Among some of the other highlights in the call:

  • While Old Dominion’s biggest  product haul has tended to be industrial products—about 60% of the business—Satterfield said that customers whose coding identifies them as retail customers had growth of about 28% in the second quarter, faster than the rest of the company. “A lot of this comes in the form of large retailers that every retailer has got to have an e-commerce strategy,” Satterfield said. “But as supply chains become more sophisticated, as large retailers implement programs that charge back and fine shippers for not getting the freight delivered on-time and without damage, it really creates tremendous opportunity for us and that’s the opportunity that we’re seeing now.”
  • Satterfield declined to be pinned down on rates. He said a general rate increase went into effect in June at 4.9%. That June move was earlier than in 2017, when it was in September.
  • The furious hiring pace of the past year, with the addition of 3,000 employees, is not likely to continue, Gantt said. “We’re much closer to the desired number of folks that we need than we had been in the past, so I feel good about where we are,” Gantt said. “I think you’ll see those hirings level out quite a bit from here forward. There will still be some in some locations where we have some needs, but much less than what we did through the second quarter.”
  • Executive chairman David Congdon took the role in this call that somebody this quarter has taken on every other call: the one to declare how good things are. “This economy right now is, it’s got to be the best out there I can remember in my career right now,” Congdon said. “When you look across nearly every economic indicator, from the inventory sales ratios, GDP, industrial production, ISM, construction spending, retail sales, you name it, the macro economy is strong and certainly, we do – everyone’s – there’s a notion out there in the most recent days that we’ve reached some kind of a peak and everything’s going to go to hell or something.

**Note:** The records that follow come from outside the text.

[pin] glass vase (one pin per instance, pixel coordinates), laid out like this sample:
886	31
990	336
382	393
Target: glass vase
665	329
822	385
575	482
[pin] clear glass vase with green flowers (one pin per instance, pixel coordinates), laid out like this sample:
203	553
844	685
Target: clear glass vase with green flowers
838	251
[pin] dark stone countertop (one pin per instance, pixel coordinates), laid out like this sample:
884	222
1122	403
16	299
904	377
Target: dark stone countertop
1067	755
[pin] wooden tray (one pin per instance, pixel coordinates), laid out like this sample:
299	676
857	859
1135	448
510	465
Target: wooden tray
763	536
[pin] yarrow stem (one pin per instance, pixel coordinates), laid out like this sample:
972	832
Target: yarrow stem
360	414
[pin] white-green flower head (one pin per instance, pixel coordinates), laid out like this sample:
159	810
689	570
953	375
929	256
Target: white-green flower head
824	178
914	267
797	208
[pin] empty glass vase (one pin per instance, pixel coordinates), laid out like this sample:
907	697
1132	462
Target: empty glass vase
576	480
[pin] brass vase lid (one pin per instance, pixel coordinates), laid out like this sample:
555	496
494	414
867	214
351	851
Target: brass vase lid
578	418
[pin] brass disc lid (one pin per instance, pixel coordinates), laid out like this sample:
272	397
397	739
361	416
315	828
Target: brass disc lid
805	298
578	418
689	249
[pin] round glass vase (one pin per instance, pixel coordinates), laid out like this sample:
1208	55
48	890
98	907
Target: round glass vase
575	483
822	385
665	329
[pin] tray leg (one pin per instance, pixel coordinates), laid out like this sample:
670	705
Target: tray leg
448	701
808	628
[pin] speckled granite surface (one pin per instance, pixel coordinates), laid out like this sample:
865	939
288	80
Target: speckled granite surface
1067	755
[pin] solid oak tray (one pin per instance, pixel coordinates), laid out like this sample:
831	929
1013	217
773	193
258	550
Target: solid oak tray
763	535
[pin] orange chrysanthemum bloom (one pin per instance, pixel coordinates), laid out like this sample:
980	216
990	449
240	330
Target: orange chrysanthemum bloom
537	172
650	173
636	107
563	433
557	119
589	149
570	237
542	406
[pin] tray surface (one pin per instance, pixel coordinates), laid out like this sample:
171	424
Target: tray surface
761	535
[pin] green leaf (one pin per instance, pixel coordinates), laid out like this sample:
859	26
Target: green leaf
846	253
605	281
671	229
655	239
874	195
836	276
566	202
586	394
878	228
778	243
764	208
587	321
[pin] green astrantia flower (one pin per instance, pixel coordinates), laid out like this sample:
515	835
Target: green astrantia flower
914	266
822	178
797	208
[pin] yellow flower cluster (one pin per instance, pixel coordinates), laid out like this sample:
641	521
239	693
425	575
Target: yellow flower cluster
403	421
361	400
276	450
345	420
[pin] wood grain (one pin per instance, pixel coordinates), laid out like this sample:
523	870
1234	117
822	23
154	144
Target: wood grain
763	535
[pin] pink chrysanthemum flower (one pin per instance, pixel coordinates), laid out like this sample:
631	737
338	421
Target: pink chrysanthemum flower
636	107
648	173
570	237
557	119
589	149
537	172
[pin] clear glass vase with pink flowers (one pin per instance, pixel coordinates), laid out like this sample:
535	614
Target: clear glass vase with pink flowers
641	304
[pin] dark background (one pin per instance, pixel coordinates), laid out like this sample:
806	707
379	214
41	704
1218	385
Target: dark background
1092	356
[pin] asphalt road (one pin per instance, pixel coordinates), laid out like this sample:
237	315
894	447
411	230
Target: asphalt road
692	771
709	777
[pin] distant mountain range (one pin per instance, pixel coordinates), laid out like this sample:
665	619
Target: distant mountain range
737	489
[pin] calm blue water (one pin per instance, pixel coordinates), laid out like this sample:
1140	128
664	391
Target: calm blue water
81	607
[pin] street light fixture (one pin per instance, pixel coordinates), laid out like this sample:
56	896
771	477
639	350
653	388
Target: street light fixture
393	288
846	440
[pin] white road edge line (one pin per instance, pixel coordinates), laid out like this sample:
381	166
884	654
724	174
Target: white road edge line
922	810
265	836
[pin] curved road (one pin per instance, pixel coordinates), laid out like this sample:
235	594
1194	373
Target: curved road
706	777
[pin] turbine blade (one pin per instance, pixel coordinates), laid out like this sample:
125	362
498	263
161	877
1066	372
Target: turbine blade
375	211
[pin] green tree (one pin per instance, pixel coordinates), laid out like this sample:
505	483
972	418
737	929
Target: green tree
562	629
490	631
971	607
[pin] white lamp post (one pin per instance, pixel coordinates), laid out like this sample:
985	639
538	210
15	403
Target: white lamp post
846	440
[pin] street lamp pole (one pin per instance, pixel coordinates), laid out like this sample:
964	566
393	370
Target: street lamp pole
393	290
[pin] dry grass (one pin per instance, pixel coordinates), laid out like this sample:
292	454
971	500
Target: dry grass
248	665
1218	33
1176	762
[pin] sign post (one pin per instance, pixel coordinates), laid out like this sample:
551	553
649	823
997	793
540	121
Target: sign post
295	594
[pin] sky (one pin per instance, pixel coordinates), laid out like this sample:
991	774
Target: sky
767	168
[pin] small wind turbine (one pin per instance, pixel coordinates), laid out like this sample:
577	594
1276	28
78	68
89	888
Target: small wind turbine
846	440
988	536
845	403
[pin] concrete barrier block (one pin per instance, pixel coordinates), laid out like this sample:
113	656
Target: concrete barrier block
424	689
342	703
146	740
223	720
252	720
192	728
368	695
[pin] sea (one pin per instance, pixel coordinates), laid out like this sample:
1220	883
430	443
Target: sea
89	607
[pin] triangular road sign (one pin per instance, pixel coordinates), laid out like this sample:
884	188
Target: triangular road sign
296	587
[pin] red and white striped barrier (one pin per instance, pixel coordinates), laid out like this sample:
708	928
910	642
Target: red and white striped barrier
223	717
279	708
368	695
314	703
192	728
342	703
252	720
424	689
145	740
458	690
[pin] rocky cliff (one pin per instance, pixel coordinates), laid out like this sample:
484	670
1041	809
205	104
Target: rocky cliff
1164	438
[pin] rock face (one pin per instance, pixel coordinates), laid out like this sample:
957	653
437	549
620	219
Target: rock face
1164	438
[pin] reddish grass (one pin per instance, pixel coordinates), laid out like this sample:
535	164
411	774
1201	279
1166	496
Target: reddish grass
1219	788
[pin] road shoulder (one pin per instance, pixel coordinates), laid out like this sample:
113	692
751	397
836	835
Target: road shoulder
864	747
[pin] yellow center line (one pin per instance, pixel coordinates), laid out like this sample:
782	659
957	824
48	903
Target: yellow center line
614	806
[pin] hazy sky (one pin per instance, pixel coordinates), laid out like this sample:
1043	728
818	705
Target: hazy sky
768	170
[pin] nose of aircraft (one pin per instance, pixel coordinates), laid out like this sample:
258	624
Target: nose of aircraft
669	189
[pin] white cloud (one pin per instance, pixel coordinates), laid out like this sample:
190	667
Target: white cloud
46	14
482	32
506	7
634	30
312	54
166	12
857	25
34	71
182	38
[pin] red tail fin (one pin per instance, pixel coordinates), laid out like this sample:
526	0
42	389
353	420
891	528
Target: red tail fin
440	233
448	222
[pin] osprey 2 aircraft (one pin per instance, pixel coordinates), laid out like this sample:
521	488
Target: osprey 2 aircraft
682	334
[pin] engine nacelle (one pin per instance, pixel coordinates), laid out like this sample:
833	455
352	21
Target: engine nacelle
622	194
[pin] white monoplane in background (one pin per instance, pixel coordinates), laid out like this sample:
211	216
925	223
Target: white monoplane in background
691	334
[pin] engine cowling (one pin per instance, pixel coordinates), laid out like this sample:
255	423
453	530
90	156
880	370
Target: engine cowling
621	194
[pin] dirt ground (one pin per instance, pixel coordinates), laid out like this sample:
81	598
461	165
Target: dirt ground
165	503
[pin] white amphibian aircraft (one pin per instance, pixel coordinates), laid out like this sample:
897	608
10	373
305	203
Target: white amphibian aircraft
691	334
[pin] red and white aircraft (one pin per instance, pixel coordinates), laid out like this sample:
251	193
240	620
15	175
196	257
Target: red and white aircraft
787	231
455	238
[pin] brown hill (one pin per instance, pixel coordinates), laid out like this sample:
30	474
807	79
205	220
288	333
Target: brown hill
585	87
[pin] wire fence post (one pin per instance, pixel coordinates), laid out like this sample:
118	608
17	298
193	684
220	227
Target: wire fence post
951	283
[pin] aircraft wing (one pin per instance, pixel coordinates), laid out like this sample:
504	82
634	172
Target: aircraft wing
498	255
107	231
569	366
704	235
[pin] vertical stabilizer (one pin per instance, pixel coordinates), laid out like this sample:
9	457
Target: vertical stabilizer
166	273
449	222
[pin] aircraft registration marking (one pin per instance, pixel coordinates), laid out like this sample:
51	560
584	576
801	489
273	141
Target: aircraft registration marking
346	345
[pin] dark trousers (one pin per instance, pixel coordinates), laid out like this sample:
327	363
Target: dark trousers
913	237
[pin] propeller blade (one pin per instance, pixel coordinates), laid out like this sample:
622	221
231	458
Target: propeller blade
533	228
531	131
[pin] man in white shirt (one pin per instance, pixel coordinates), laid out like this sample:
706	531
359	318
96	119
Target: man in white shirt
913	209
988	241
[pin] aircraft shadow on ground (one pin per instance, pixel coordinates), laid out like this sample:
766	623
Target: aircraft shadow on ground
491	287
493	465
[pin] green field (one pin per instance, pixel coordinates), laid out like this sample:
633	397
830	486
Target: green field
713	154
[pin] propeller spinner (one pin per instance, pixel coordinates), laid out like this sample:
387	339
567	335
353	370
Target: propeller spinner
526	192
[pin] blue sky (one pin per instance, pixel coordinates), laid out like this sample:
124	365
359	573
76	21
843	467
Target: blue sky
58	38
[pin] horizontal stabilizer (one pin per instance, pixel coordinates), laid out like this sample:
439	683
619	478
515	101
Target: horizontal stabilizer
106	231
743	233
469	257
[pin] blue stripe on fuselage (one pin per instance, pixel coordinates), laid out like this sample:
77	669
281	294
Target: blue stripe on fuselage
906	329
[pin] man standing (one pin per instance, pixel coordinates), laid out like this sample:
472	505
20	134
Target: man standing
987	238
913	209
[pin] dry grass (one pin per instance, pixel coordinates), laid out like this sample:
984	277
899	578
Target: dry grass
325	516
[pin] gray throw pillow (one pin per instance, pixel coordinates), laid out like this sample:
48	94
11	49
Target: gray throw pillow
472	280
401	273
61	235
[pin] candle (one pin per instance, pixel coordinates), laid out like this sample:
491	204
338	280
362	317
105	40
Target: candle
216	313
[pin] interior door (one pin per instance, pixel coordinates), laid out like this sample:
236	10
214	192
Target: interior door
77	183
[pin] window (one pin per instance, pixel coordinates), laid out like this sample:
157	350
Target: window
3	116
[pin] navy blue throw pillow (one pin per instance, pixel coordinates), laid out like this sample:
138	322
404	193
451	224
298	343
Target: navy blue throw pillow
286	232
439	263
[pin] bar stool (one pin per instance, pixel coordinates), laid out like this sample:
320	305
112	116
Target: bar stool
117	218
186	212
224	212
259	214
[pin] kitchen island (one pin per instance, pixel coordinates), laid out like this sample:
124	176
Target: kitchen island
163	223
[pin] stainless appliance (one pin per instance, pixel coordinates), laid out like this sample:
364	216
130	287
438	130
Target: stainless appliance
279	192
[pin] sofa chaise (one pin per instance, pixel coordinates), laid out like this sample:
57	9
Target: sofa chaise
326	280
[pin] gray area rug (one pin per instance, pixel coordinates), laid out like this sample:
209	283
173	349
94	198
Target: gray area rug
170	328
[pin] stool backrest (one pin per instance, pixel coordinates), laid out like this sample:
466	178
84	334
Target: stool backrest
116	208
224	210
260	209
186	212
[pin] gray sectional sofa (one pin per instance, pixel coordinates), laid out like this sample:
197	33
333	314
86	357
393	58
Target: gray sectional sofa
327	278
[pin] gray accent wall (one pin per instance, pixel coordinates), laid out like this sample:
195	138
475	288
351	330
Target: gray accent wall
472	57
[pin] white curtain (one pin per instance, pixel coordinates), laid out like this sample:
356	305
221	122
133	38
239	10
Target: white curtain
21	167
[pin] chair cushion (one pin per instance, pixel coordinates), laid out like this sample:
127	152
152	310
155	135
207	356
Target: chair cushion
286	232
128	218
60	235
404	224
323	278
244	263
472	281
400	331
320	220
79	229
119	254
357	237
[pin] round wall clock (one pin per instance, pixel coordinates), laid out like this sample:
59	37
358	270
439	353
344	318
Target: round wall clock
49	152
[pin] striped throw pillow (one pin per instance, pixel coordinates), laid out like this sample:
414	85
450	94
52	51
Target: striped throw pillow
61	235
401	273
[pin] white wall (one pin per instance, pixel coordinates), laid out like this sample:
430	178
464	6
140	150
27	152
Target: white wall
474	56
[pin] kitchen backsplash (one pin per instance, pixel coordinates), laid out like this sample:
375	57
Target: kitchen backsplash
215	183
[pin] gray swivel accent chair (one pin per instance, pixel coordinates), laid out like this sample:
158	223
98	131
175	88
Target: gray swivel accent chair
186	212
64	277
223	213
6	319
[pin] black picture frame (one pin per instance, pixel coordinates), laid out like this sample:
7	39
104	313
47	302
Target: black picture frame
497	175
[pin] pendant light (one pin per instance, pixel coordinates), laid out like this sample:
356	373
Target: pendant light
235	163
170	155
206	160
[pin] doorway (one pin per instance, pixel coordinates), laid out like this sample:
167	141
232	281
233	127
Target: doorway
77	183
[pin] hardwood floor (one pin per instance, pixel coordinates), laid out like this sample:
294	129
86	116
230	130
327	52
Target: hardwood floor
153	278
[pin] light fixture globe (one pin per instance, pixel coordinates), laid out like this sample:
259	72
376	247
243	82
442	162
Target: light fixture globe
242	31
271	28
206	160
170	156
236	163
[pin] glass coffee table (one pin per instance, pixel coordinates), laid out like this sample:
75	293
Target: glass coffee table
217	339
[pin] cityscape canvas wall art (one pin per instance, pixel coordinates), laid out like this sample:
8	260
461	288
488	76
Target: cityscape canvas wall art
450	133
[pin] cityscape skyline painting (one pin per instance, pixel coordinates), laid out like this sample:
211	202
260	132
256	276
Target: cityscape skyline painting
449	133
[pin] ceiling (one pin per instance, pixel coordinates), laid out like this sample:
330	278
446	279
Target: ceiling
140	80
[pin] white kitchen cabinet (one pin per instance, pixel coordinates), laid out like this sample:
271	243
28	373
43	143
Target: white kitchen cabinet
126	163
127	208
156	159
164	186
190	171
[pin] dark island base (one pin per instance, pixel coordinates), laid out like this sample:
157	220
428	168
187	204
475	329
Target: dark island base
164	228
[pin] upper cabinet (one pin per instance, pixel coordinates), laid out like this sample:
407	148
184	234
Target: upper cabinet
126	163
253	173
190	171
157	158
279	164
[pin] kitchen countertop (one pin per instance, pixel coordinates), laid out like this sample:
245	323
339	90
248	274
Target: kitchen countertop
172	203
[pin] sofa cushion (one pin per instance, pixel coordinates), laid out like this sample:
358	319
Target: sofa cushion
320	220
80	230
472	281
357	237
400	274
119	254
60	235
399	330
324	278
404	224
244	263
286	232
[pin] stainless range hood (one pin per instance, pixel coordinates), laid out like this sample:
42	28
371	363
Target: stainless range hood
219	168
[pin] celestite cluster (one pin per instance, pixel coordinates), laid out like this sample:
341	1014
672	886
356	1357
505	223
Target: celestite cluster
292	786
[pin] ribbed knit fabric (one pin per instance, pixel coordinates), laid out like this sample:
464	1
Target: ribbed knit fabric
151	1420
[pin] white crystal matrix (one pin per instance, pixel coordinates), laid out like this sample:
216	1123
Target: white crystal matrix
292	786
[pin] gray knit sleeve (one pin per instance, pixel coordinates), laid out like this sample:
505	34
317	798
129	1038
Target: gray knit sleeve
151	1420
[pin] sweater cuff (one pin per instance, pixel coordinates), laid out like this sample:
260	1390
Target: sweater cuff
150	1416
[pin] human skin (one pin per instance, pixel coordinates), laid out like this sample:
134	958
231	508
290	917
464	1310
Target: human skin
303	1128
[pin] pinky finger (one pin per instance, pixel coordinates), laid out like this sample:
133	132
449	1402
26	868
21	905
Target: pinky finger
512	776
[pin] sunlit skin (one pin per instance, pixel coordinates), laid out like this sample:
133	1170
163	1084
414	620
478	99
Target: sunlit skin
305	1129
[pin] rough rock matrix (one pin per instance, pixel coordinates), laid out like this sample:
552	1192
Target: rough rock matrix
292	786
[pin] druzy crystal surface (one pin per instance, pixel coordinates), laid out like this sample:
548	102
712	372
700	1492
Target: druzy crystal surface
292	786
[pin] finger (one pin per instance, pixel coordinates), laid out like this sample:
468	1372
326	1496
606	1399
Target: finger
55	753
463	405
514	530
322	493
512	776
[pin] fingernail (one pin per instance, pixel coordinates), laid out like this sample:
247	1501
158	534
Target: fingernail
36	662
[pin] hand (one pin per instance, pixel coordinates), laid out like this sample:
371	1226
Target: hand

I don’t know but I don’t believe it.”

John Kingston

John has an almost 40-year career covering commodities, most of the time at S&P Global Platts. He created the Dated Brent benchmark, now the world’s most important crude oil marker. He was Director of Oil, Director of News, the editor in chief of Platts Oilgram News and the “talking head” for Platts on numerous media outlets, including CNBC, Fox Business and Canada’s BNN. He covered metals before joining Platts and then spent a year running Platts’ metals business as well. He was awarded the International Association of Energy Economics Award for Excellence in Written Journalism in 2015. In 2010, he won two Corporate Achievement Awards from McGraw-Hill, an extremely rare accomplishment, one for steering coverage of the BP Deepwater Horizon disaster and the other for the launch of a public affairs television show, Platts Energy Week.